Based on this definition, Alphas spent time learning more about the behaviors of leaders and the foundation of leadership. Day two of the Academy brought more learning opportunities and an address from Grand Alpha Jim Soderquist, Alpha 1967. Grand Alpha Soderquist shared that while actives only comprise 5% of Chi Phi?s total membership, they are the face of the Fraternity. It is up to Alphas to lead their Chapter Brothers to be advocates for Chi Phi and Greek Life.
Grand Alpha Soderquist also took a moment to recognize the donors to the Changing Lives Campaign, which helped make this long awaited program possible. Through their generous donations, something that was a dream for nearly 15 years became a reality. The Alphas Academy was developed to provide Alphas with the tools to be the model leader and to elevate the performance of Chapters.
It was also announced that Brother Jim Hartsel, Rho 1962 has made a generous gift to establish the David Walsh Fund for Undergraduate Leadership which will provide scholarships for Brothers to attend the Alphas Academy. The first fund dedicated to Alphas Academy scholarships, it will honor the memory of Rho Chapter Brother Dave Walsh who was killed in action during the Vietnam War.
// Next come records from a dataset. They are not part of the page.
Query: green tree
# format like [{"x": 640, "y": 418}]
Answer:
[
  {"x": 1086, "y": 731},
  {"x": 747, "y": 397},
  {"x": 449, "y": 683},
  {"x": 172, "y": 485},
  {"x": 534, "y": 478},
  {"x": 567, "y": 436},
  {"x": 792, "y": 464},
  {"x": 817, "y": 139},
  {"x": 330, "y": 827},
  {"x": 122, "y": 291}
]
Brother Walsh, like so many Brothers that will attend the Alphas Academy, was a natural leader and earned the Distinguished Service Cross for extraordinary heroism in action.
Alphas also had the opportunity to hear from Jim Wimberly, Eta 1965; Ken Fredericks, Theta Delta 1980; Dave Skelton, Omega 1980 and Brian Otott, Alpha Zeta 1989 on the Taking Leadership from the Chapter Room to the Board Room alumni panel. Brother Otott shared that Alphas must model the behavior they want to see from their Chapter. “People will be looking to you, the Alpha, to walk the walk. Showing your core values in your actions will help your Brothers understand what is expected of them.”
Brother Fredericks, who spent 20 years leading the Human Resource divisions of major corporations, shared that the most important lesson he learned from Chi Phi and his career is that picking the right people is the key to success. “Selecting the right Brothers to join the Chapter, the right Brothers to chair a program or serve as an officer is no different than how a corporation works to select the right employees. Don’t be afraid to pick the right people.”
The weekend wrapped up with the Chairman’s Dinner hosted by Trust Chairman Chris Shuler, Alpha Zeta 1984. Col. J. Dale Alford, USMC, Alpha Zeta 1986 addressed a crowd of nearly 100 Alphas, alumni and guests. Col. Alford, one of the most highly decorated Marines serving today, shared with the Alphas, “Don’t be threatened by disagreements. It will take time, but if you are honest and consistent, your Brothers will learn to tell you, the Emperor, you have on no clothes. You want that.” He also went on to say, “Be transparent. Make your decisions in open forums. It’s never about you. It’s about the Fraternity, it’s about your Brothers and it’s about the success of your Chapter.”